The primary purpose of a CPS file is to provide a defined schema for describing intention of the original authors and packagers of a library. The files should objectively describe the library as deployed. This will primarily consist of describing built files on disk, how they were built, what headers they provide, and what dependencies that library exposes to consumers.
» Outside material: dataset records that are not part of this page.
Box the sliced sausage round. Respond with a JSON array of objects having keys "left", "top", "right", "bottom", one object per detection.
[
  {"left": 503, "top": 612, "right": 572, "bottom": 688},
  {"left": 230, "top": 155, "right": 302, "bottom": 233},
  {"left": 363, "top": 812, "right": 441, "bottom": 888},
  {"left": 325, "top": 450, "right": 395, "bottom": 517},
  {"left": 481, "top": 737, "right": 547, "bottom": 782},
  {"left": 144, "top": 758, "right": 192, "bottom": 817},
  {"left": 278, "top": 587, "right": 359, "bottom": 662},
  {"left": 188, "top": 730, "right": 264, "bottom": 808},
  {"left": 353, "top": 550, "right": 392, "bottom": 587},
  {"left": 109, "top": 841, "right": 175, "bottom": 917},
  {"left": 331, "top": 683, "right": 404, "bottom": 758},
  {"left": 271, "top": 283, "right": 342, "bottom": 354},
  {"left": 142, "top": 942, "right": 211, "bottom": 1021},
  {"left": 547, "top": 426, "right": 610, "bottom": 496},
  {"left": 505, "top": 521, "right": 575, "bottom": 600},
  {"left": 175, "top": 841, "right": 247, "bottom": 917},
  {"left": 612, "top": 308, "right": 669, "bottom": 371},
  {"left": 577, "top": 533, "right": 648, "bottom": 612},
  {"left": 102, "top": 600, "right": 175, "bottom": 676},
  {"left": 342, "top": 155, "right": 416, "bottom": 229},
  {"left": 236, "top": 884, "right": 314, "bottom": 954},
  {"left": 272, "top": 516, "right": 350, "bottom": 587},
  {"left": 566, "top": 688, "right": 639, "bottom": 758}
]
While there are worse and better ways to build and package libraries, CPS exists partly to describe even mistakes accurately. For instance, it is possible to construct a cyclic dependency graph with CPS. It is wise to avoid cyclic library dependencies, but the CPS project values adaptability of its metadata over perfection. It is expected that tools will develop to help clearly identify problems such as cycles in dependency graphs because CPS data will exist to make that activity possible.


Reference Documentation

Facts, specifics, and other information

Reference documentation for CPS is maintained in the CPS specification. Since precision and review are important to maintaining a specification, those documents are maintained using a more structured pull request workflow. Please use PRs and issues on the CPS repo itself to contribute to the CPS specification.


Contributors' Guide

It can be challenging to write documentation that serves all purposes for all readers. The documentation for CPS is instead structured into the documentation system described by Divio. It's expected that approach will be more approachable both for readers and for contributors to the documentation. If you have ideas, questions, or concerns, please open an issue on this repo describing what you expected and what happened instead.